SIR W.: I repeat "Nonsense." And _ridiculous nonsense_!
LADY FLO: Then, how dare you?
SIR W.: You forget yourself strangely.
LADY FLO: Do not attempt to adopt your nephew's manner to his wife
towards me!
SIR W.: It is _you_, my love, who are unfortunate in your choice of a
manner this morning; and although pettishness in a young girl like Kitty
has a certain little charm of its own----
LADY FLO: Yes!
SIR W.: When a woman has reached your time of life----
LADY FLO (_furious_): Yes!!!
SIR W.: Petulance sits remarkably ill upon her--upon _you_, my dear----
LADY FLO: When a man has reached your time of life and remains as great
a fool----
SIR W. (_furious_): A fool?
LADY FLO: Yes! As great a fool and an idiot as ever----
SIR W.: I was always aware you had the very devil of a temper, Florence,
and now, after fifteen years of married life, I make the discovery that
you can be excessively--ahem!--unladylike.
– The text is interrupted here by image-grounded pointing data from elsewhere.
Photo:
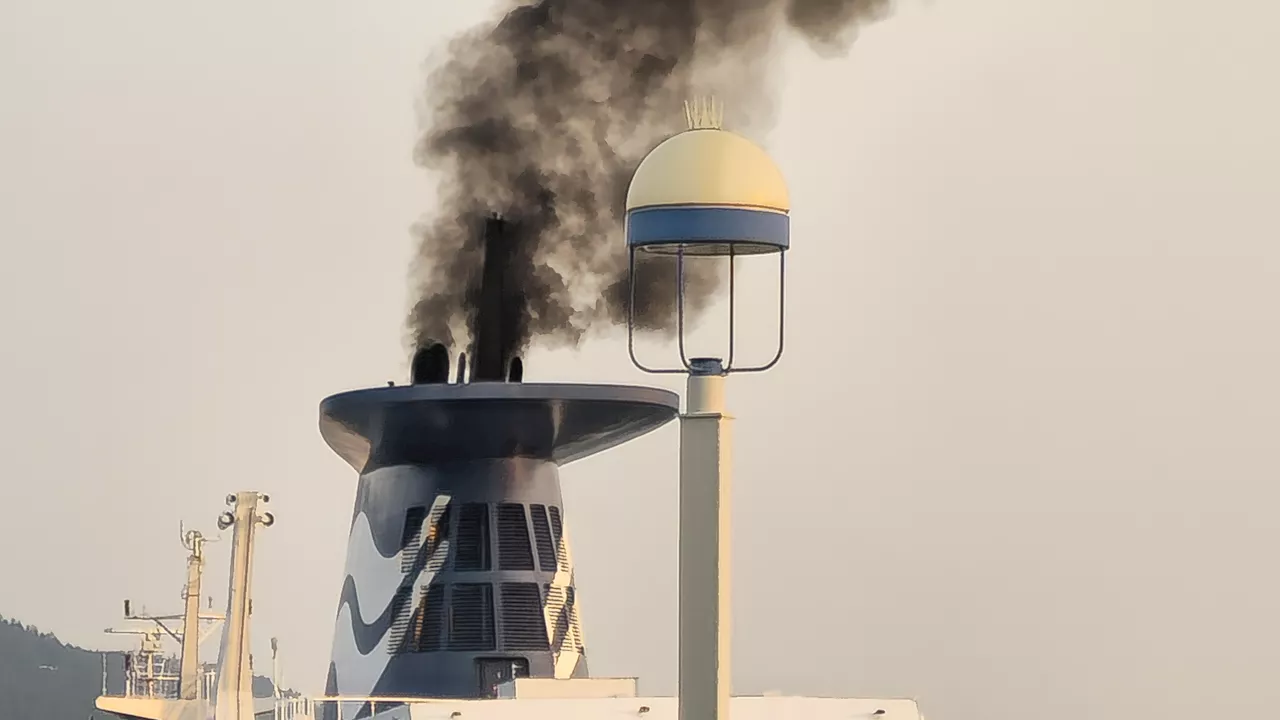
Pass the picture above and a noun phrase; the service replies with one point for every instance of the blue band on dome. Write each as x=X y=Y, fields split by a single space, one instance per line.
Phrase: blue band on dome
x=694 y=224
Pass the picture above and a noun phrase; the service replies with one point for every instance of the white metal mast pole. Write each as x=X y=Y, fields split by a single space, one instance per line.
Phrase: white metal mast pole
x=704 y=546
x=190 y=670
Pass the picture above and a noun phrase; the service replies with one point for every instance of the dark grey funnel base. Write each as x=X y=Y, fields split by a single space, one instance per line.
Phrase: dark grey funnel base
x=440 y=423
x=458 y=566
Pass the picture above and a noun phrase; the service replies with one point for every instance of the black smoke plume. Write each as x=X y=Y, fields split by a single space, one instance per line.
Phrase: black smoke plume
x=544 y=118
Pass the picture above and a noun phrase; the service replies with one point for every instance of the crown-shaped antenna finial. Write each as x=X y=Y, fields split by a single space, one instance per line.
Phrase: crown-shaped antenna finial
x=704 y=113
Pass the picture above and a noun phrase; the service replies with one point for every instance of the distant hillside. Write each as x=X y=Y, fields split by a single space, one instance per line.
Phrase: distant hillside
x=45 y=679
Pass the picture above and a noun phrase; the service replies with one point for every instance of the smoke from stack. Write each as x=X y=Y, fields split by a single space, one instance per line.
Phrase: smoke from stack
x=544 y=119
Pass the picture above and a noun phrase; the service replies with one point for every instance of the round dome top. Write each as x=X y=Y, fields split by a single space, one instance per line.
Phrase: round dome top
x=708 y=167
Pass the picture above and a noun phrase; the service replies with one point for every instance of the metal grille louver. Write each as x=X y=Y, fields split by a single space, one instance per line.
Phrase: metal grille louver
x=522 y=623
x=471 y=545
x=558 y=538
x=515 y=551
x=471 y=616
x=543 y=538
x=429 y=620
x=402 y=613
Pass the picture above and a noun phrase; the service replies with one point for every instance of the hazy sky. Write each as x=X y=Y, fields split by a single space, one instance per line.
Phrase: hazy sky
x=1019 y=461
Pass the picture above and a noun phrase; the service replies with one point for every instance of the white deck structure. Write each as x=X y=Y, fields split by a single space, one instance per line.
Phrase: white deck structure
x=615 y=709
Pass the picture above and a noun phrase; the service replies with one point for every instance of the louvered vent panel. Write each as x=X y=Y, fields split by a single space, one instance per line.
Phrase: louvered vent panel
x=543 y=538
x=471 y=616
x=471 y=545
x=515 y=551
x=522 y=623
x=402 y=614
x=558 y=538
x=429 y=620
x=411 y=540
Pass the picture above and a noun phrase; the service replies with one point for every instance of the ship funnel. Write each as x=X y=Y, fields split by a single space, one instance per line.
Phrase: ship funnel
x=458 y=566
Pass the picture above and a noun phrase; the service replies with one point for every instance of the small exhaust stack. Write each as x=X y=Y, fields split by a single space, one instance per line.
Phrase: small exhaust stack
x=490 y=359
x=430 y=365
x=492 y=354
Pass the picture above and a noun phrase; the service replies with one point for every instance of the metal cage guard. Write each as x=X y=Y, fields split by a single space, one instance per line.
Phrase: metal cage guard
x=686 y=367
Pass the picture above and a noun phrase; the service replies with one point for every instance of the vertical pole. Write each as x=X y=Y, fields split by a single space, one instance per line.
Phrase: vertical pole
x=190 y=669
x=704 y=546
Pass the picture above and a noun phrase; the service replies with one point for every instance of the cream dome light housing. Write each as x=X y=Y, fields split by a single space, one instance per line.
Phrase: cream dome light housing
x=704 y=195
x=708 y=191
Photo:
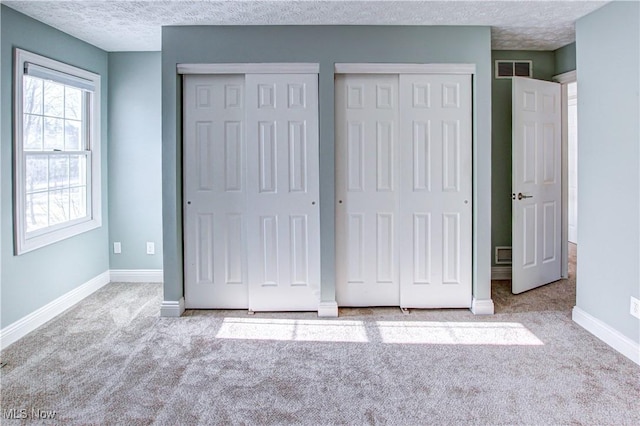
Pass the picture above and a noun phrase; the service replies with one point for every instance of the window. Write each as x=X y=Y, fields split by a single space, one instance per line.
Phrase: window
x=508 y=69
x=57 y=151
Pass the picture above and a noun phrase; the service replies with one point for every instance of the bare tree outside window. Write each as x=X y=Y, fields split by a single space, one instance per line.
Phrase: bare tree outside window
x=55 y=153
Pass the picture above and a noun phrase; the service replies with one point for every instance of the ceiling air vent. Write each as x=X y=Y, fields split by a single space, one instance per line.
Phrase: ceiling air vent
x=508 y=69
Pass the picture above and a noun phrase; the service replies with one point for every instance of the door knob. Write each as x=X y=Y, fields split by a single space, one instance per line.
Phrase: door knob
x=521 y=196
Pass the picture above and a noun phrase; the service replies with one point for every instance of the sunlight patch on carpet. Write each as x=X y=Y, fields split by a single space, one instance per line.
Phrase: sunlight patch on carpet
x=457 y=333
x=290 y=329
x=391 y=332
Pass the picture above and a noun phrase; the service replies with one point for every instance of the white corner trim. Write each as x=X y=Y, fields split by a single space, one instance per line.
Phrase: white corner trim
x=172 y=308
x=482 y=306
x=567 y=77
x=608 y=335
x=136 y=275
x=364 y=68
x=501 y=272
x=35 y=319
x=266 y=68
x=328 y=309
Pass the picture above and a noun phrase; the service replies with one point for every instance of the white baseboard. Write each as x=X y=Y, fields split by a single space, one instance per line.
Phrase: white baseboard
x=610 y=336
x=136 y=275
x=27 y=324
x=172 y=308
x=482 y=306
x=328 y=309
x=501 y=272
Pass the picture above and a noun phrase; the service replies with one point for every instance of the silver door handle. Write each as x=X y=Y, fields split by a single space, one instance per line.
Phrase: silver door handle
x=521 y=196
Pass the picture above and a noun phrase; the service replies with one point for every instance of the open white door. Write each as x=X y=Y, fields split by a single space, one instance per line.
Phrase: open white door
x=536 y=185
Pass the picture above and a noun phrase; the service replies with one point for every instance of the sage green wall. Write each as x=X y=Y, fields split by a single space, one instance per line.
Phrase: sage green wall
x=325 y=45
x=34 y=279
x=565 y=58
x=135 y=142
x=608 y=54
x=543 y=69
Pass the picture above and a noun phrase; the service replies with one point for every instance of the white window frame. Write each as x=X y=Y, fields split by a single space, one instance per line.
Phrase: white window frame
x=67 y=74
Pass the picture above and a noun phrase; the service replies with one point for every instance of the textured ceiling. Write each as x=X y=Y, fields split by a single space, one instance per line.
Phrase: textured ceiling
x=127 y=25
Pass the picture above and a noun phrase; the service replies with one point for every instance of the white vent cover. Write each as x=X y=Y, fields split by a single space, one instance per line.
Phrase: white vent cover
x=503 y=255
x=510 y=68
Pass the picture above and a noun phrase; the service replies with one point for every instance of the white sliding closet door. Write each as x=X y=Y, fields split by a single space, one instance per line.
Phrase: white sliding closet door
x=366 y=188
x=215 y=192
x=282 y=170
x=435 y=191
x=251 y=167
x=403 y=188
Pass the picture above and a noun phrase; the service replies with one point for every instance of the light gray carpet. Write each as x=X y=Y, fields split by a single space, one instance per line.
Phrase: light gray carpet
x=113 y=360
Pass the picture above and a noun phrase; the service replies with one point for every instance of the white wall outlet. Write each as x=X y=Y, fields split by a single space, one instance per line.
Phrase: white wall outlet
x=635 y=307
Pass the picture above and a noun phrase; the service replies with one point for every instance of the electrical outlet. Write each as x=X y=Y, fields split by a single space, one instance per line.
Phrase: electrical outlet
x=635 y=307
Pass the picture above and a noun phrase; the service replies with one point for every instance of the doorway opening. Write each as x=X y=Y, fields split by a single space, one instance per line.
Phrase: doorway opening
x=559 y=295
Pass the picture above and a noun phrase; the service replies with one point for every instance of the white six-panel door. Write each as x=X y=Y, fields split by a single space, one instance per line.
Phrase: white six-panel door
x=215 y=192
x=403 y=187
x=537 y=190
x=435 y=191
x=367 y=190
x=251 y=192
x=283 y=172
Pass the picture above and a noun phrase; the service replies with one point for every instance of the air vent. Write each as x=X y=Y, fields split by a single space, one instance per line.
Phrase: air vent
x=503 y=255
x=508 y=69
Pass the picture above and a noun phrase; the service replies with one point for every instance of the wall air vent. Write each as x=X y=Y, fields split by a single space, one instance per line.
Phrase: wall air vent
x=509 y=68
x=503 y=255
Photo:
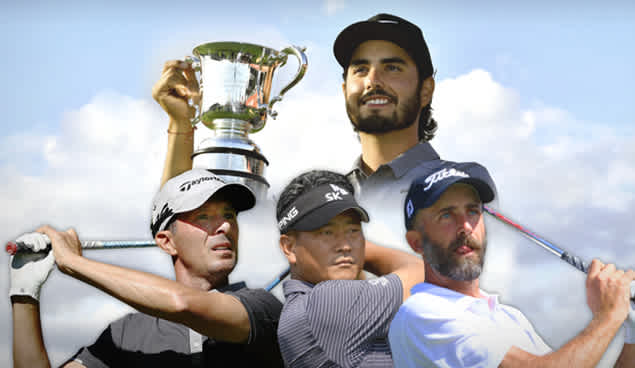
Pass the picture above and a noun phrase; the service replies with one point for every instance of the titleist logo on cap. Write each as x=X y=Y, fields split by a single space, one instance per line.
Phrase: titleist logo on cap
x=443 y=174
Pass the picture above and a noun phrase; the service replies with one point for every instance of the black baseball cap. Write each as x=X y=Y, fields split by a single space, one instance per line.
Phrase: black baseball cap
x=386 y=27
x=314 y=209
x=426 y=189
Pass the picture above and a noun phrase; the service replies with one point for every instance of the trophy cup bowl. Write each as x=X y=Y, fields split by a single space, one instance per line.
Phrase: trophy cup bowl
x=235 y=82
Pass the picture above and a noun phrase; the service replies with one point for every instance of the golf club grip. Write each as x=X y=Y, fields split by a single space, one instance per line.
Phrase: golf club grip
x=14 y=247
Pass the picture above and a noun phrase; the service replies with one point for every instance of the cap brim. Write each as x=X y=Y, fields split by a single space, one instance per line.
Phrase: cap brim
x=353 y=35
x=239 y=195
x=321 y=216
x=485 y=192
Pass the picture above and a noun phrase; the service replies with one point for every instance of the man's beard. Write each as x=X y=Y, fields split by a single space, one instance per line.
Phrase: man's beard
x=403 y=116
x=446 y=262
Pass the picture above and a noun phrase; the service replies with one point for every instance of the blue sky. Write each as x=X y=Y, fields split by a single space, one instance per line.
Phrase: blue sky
x=541 y=94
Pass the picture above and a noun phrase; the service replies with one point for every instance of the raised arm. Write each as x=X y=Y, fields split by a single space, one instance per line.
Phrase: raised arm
x=216 y=315
x=28 y=271
x=608 y=297
x=408 y=267
x=177 y=85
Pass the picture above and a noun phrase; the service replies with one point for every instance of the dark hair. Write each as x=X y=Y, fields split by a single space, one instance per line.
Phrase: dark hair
x=304 y=183
x=427 y=125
LADY FLO: It's highly amusing to hear you express an opinion on the
subject of how a lady should behave. When one remembers your sisters,
one is inclined to believe you were not, perhaps, brought up in a school
of the very highest standard.
SIR W.: You insult my sisters! _(Becomes much excited and takes her by
the arm.)_ Repeat that again!
(_Enter JEM. Stands in amazement._)
JEM: For Heaven's sake, what _is_ the matter?